6. Beyond food, you’ve mentioned exploring applications like infant nutrition and pet food. How do you see cultivated seafood fitting into these markets, and what potential do they hold for Fishway?

These markets hold a lot of potential for us. Pet food, for instance, has a shorter regulatory path and offers an opportunity to bring cultivated seafood to market more quickly through strategic collaborations.

Infant nutrition is another exciting area. Sourcing fish that meets the strict safety and purity standards for babies and toddlers is becoming increasingly difficult due to contamination in traditional supply chains. Our cultivated fish, grown in a clean and controlled environment, offers a safe, traceable, and nutritionally complete alternative, exactly what this market needs.
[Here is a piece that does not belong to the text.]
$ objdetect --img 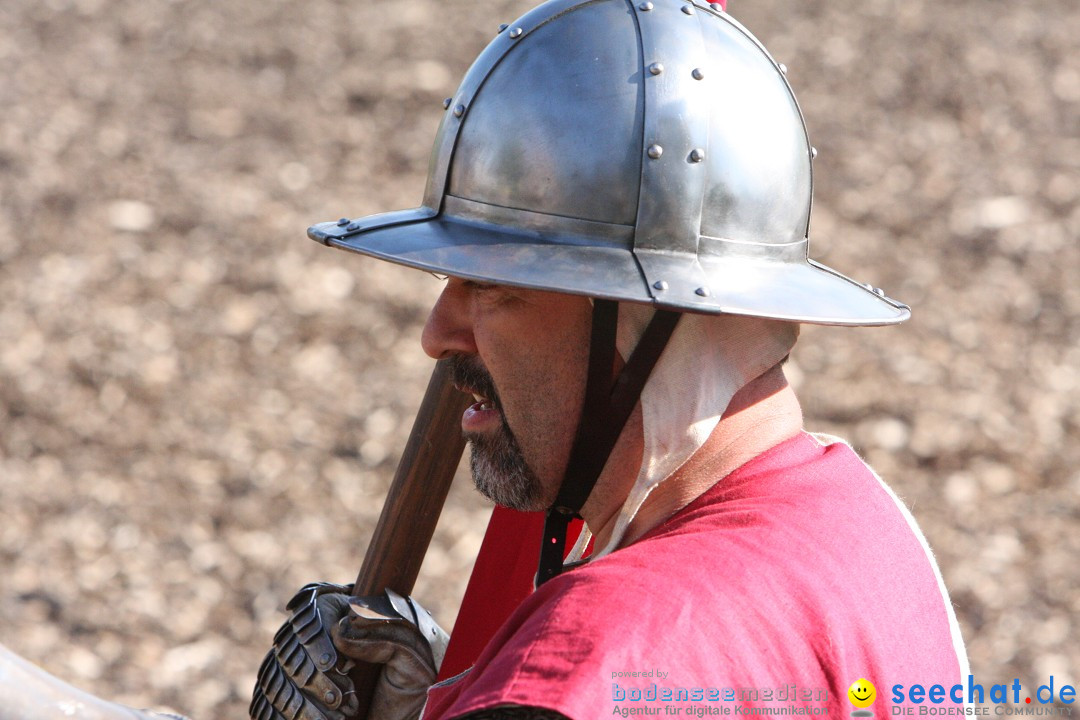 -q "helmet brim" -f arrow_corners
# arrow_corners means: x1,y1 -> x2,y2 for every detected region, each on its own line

These applications highlight the versatility of our technology and its potential to make a positive impact well beyond mainstream seafood products.

Fishway
© Fishway

7. Congratulations on securing new funding! How do you envision this new capital helping Fishway scale in the coming years, especially as you work towards regulatory approval by 2027?

Thank you! This funding round is a crucial milestone for us. It gives us the resources to finalize our R&D and product concept phase and move toward regulatory submission in 2027, followed by production at a commercially relevant scale.

The capital will also allow us to deepen our collaborations with partners across media development, bioprocess optimization, and pilot-scale manufacturing.
By staying lean and focused and by leveraging expert partners instead of building everything in-house, we can accelerate development while maintaining efficiency. This funding gives us the runway to reach those next critical milestones with confidence.

8. You mentioned the possibility of bringing in more value-adding investors and partners. What kind of partnerships are you particularly seeking, and how do you envision these collaborations shaping the future of Fishway?

Partnerships are absolutely central to our model. We’re looking for value-adding investors and collaborators who share our mission and bring expertise in areas like food manufacturing, ingredient integration, and go-to-market strategy.
We’ve already built strong relationships with partners such as Multus, with whom we’re co-developing a plug-and-play platform combining fish cell lines and optimized growth media. That kind of collaboration helps lift the entire cultivated seafood sector.

The additional runway through 2026 gives us the flexibility to expand our ecosystem, accelerate progress toward regulatory submission, and build a strong foundation for commercial-scale production.